Jingle Bell Rocks! will freely explore this alternative Christmas universe as we follow Solomon’s marathon radio show. Songs, comments and performances will spark fresh ideas, clips and interviews with collectors, musicians, fans and pop culture critics. By the time Jon switches off his mike, we’ll have discovered how and why this surprising groundswell of alternative Christmas music came to be.

“Why cant-a Santa pause for the cause? Give up the dough! Give up the dough!
Give up the dough on Xmas yo! I’m gettin mine, you gettin yours, that’s how Xmas is supposed ta be. A very merry Xmas for everybody, fight poverty, give to the needy.
Don’t be like the Grinch, cause the Grinch is greedy.”
–  Run D.M.C., Christmas Is

From the strange, sublime and unsettling universe of Xmas song poems to hardcore punk rock rants, from hilarious honky tonk tales to heartfelt one-hit wonders, rap to caustic hip hop, the film takes a fresh, ear-opening, and irreverent look at the astonishing collections of this vast subculture’s biggest connoisseurs, whose passion for Xmas songs is their unique way of coping with a holiday music mainstream most of us would rather avoid.
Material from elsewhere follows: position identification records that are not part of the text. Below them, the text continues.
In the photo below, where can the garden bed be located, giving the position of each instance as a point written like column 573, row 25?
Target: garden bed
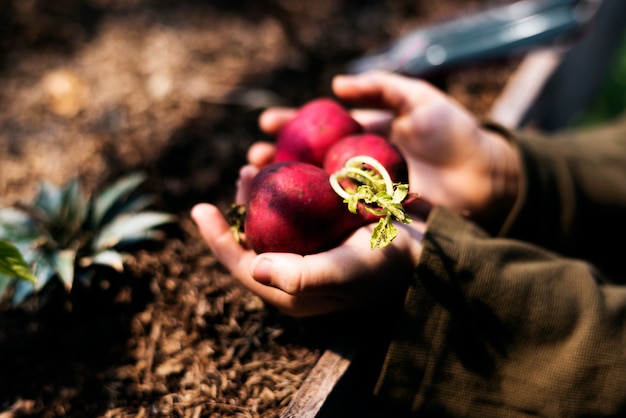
column 174, row 92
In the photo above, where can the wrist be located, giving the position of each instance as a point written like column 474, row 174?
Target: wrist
column 504, row 176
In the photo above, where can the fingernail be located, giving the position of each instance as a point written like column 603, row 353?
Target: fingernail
column 261, row 270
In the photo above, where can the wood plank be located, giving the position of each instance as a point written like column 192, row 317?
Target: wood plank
column 321, row 381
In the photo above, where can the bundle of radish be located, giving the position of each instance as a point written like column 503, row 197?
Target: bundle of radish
column 317, row 126
column 323, row 162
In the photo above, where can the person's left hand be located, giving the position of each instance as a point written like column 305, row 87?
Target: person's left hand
column 348, row 276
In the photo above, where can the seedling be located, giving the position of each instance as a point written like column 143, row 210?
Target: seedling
column 63, row 234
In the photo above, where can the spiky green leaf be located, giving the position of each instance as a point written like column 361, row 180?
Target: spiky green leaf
column 109, row 258
column 17, row 226
column 48, row 201
column 12, row 263
column 63, row 262
column 129, row 226
column 21, row 290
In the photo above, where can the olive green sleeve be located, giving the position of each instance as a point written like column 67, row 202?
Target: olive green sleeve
column 531, row 322
column 498, row 327
column 573, row 194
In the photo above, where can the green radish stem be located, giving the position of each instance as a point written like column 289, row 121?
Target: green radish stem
column 373, row 187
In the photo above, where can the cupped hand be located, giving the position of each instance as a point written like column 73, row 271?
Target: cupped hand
column 452, row 161
column 348, row 276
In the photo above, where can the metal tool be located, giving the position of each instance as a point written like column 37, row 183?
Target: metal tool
column 485, row 34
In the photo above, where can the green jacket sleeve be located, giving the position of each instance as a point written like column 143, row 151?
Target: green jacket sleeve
column 524, row 324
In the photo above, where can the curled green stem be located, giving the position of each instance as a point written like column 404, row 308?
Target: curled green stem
column 378, row 194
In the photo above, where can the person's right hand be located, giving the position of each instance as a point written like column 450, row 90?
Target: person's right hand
column 452, row 160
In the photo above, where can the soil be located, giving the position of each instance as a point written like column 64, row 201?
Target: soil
column 96, row 89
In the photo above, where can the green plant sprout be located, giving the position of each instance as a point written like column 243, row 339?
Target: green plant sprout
column 62, row 233
column 378, row 194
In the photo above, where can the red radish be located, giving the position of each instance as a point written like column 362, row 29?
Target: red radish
column 292, row 208
column 317, row 125
column 373, row 145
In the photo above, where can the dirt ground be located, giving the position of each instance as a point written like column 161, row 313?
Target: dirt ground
column 101, row 88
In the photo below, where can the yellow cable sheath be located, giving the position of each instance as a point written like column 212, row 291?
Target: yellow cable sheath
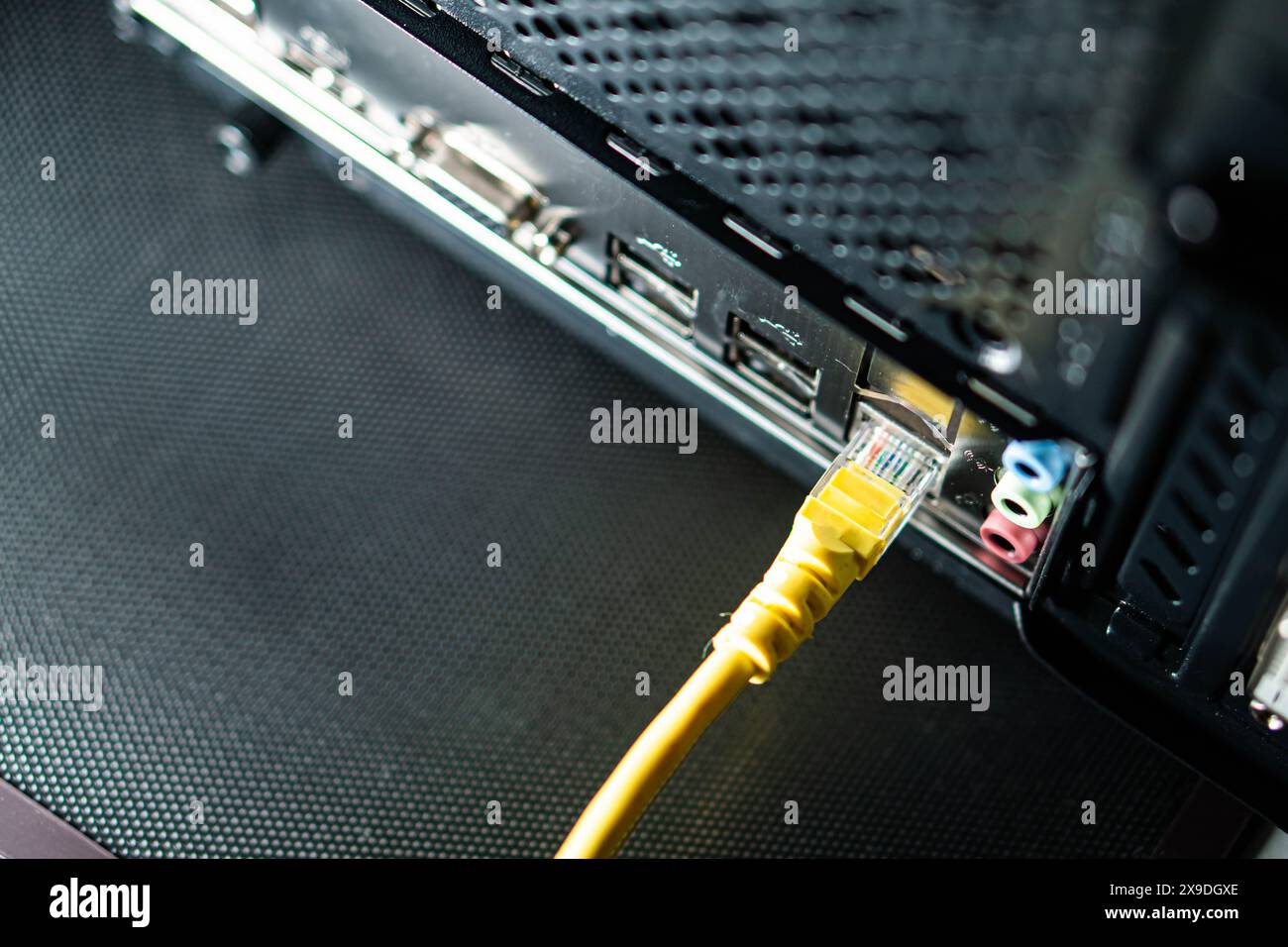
column 651, row 761
column 838, row 534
“I waited in the shadows all night, But when he came he gave me a fright,
I wanted to reach out and hug him, But I just stood there, my knees trembling.
Santa came and took away my smile. Santa came on a nuclear missile.”
–  Heather Noel (Song Poem singer), Santa Came On a Nuclear Missile

In addition to an array of recording artists, we’ll meet legendary collector Andy Cirzan, who’ll dig just about anywhere for that one elusive Xmas gem; celebrated DJ and musicologist Dr. Demento, the godfather of the Christmas novelty song; Christmas music maniac James Austin, VP of A & R at Rhino Records, the hippest retro record label in the world; and punk rock singer/songwriter El Vez, whose Merry Mex-Mass concert we captured on film for the first time this past December.

Equal parts social history, pop culture pilgrimage and revealing character study, Jingle Bell Rocks! explores in charming, intimate, personal detail our love/hate relationship with Christmas music and how it helps us celebrate – or simply survive – the Yuletide season.